## Scatter plot with `Scattertext`
`scattertext` is "a tool for finding distinguishing terms in small-to-medium-sized corpora, and presenting them in an interesting, interactive scatter plot with non-overlapping term labels." (See the [documentation]( https://github.com/JasonKessler/scattertext).)

In this notebook, we are going to compare the works of two 19th century novelists: [Charles Dickens](https://en.wikipedia.org/wiki/Charles_Dickens) and [George Eliot](https://en.wikipedia.org/wiki/George_Eliot) (aka Mary Ann Evans). Such a comparison could be used to address questions about gender when it comes to authorship, or, perhaps, about key differences between novels set in urban vs. rural environments.

## Set up

In [1]:
%%capture
!pip install scattertext

In [1]:
import pandas as pd
import scattertext as st
from IPython.core.display import HTML

In [2]:
#load data
dickens_url = 'https://raw.githubusercontent.com/msaxton/nlp-data/main/dickens.csv'
dickens_df = pd.read_csv(dickens_url)

In [3]:
# sanity check
print(dickens_df.shape)
dickens_df.sample(5)

(24707, 6)


Unnamed: 0,author,title,text,nouns,adjectives,verbs
1242,dickens,cities,"He unshaded his face after a little while, and...",face while,little,unshade speak
11698,dickens,copperfield,"‘I am sure you are right,’ she returned; ‘and ...",habit self,sure right bad guarded trustful odd former,return grow change wonder ’ study regain
2065,dickens,cities,"“That’s true,” Mr. Lorry acknowledged, with hi...",hand chin eye,true troubled troubled,’ acknowledge
8169,dickens,times,"‘From bad to worse, from worse to worsen. She...",herseln everyway street night t th brigg ower ...,bad bad bad bitter bad more much young,worsen leave disgrace coom coom coom hinder ha...
11328,dickens,copperfield,"Somebody was leaning out of my bedroom window,...",bedroom window forehead stone parapet air face...,cool pale vacant drunk,lean refresh feel address say try smoke know c...


In [3]:
#load data
eliot_url = 'https://raw.githubusercontent.com/msaxton/nlp-data/main/eliot.csv'
eliot_df = pd.read_csv(eliot_url)

In [5]:
# sanity check
print(eliot_df.shape)
eliot_df.sample(5)

(18139, 6)


Unnamed: 0,author,title,text,nouns,adjectives,verbs
4680,eliot,mill,At this moment a striking incident made the bo...,moment incident boy walk plunging body water n...,striking small ready unpleasant,make pause intimate undergo
2465,eliot,middlemarch,“I wonder whether you would like to have that ...,miniature stair miniature grandmother,beautiful right,wonder like hang mean think keep wish
12021,eliot,bede,Adam spoke these words with the firm distinctn...,word distinctness man hesitation,firm unsaid more,speak resolve leave bind say go
3258,eliot,middlemarch,Mr. Hawley rode home without thinking of Lydga...,attendance light piece evidence side news exec...,other able new other slow significant sudden d...,ride think become get rid pay spread gather co...
3465,eliot,middlemarch,She entertained no visions of their ever comin...,vision union posture renunciation relation par...,whole sinful inward happy disposed chief repul...,entertain come take accept think keep dwell be...


## Pre-process data

There are a few changes we need to make to our data to get it ready for processing by `Scattertext`.
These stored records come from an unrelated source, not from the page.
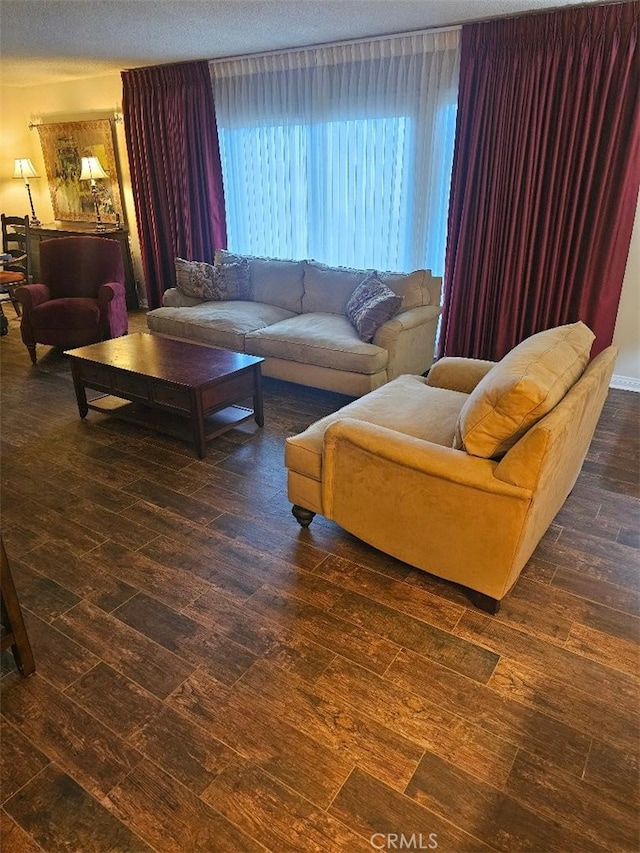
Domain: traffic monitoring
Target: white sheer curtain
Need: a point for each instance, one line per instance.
(341, 153)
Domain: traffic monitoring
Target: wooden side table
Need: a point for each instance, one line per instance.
(14, 633)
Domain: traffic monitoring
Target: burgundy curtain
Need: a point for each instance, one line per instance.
(172, 141)
(545, 177)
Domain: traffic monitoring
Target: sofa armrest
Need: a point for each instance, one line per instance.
(409, 338)
(31, 295)
(458, 374)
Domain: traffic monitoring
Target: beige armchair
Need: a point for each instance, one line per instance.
(462, 472)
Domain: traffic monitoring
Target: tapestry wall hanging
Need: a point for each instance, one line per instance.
(63, 146)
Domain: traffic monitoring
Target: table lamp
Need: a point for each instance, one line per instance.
(25, 169)
(91, 171)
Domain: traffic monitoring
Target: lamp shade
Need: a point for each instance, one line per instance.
(24, 169)
(92, 169)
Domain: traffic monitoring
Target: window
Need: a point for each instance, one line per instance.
(341, 154)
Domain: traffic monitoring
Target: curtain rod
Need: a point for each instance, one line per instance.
(429, 30)
(366, 40)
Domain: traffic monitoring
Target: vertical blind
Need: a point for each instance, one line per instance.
(341, 153)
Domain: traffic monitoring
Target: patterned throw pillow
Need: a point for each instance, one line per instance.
(201, 280)
(372, 303)
(235, 279)
(198, 280)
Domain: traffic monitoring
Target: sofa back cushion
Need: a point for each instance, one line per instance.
(328, 289)
(413, 287)
(521, 389)
(273, 281)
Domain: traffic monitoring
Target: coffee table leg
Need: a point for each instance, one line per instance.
(81, 395)
(257, 395)
(197, 418)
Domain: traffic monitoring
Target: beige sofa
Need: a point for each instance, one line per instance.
(462, 472)
(296, 321)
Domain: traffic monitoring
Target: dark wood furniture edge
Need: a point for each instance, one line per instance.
(14, 635)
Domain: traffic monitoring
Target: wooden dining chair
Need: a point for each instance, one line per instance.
(16, 244)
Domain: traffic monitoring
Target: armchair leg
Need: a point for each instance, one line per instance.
(303, 516)
(485, 602)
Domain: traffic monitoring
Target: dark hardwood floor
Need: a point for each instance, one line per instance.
(210, 677)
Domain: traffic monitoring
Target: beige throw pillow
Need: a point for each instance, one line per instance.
(521, 389)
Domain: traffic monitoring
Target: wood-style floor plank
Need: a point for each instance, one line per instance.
(60, 815)
(173, 819)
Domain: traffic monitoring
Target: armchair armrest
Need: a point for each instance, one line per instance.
(454, 466)
(433, 507)
(31, 295)
(409, 338)
(458, 374)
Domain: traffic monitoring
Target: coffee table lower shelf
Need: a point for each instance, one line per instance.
(176, 424)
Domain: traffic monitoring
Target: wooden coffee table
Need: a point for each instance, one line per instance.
(185, 390)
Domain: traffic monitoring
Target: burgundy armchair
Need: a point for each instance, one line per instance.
(80, 299)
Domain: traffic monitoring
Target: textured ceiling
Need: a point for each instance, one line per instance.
(50, 40)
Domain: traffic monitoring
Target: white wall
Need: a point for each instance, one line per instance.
(627, 332)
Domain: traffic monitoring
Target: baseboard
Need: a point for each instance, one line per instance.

**First**, we are going to get a smaller sample of the data so that we can process things more quickly for our in-class demonstration. If you were to do this as a research project, you might consider using your entire dataset.

**Second**, we are going to combine both datasets into one `DataFrame`.

**Third**, we are going to drop all the columns from that `DataFrame` except for `author` and `nouns.`

In [6]:
# create samples
dickens_sample_df = dickens_df.sample(10_000)
eliot_sample_df = eliot_df.sample(10_000)

In [7]:
# combine DataFrames
df = pd.concat([dickens_sample_df, eliot_sample_df])

In [14]:
# drop all columns except 'author' and 'noun'
noun_df = df[['author', 'noun']]

In [16]:
print(adj_df.shape)
noun_df.sample(10)

(20000, 2)


Unnamed: 0,author,adjectives
13055,eliot,possible
15629,eliot,crazy little great busy ignorant large politic...
3725,dickens,certain circumstanced likely accidental strang...
14852,eliot,such old fashioned new high high constructive ...
1785,eliot,unsuited little hard ridiculous well young use...
6260,eliot,sweet bent sympathetic little expansive great ...
16643,eliot,good ill
3669,eliot,wrong little least pleasant
5695,eliot,dreary certain swift angry feeble strange dism...
10629,dickens,suspicious great small


## Build corpus and visualize

Now that we have our data in the shape that we need, we can hand it over to `Scattertext` to do the heavy lifting. The code below follows `Scattertext`'s [documentation](https://github.com/JasonKessler/scattertext). We first create a `Scattertext` corpus, then we transform that corpus into an html-based visualization, finally, we display that visualization within our notebook. Note: you can also download the visualization as an html file.

In [17]:
# create a scattertext corpus
corpus = st.CorpusFromPandas(nouns_df, category_col='author', text_col='nouns').build()

In [18]:
# transform corpus into html-based visualization with scattertext
html = st.produce_scattertext_explorer(corpus,
                                       category='eliot',  # this sets the y-axis
                                       category_name='Eliot', # label y-axis
                                       not_category_name='Dickens',  # label x-axis
                                       minimum_term_frequency=20,
                                       width_in_pixels=900)

In [19]:
# display visualization in notebook
HTML(html)

In [20]:
# Note: You can save this visualization as an html file
file_name = 'example.html'
with open(file_name, encoding='utf8', mode='w') as f:
  f.write(html)

## Compare using adjectives

We have compared Dickens and Eliot on the basis of the nouns they used. It might also be infomrative to compare them on the basis of the adjectives they used.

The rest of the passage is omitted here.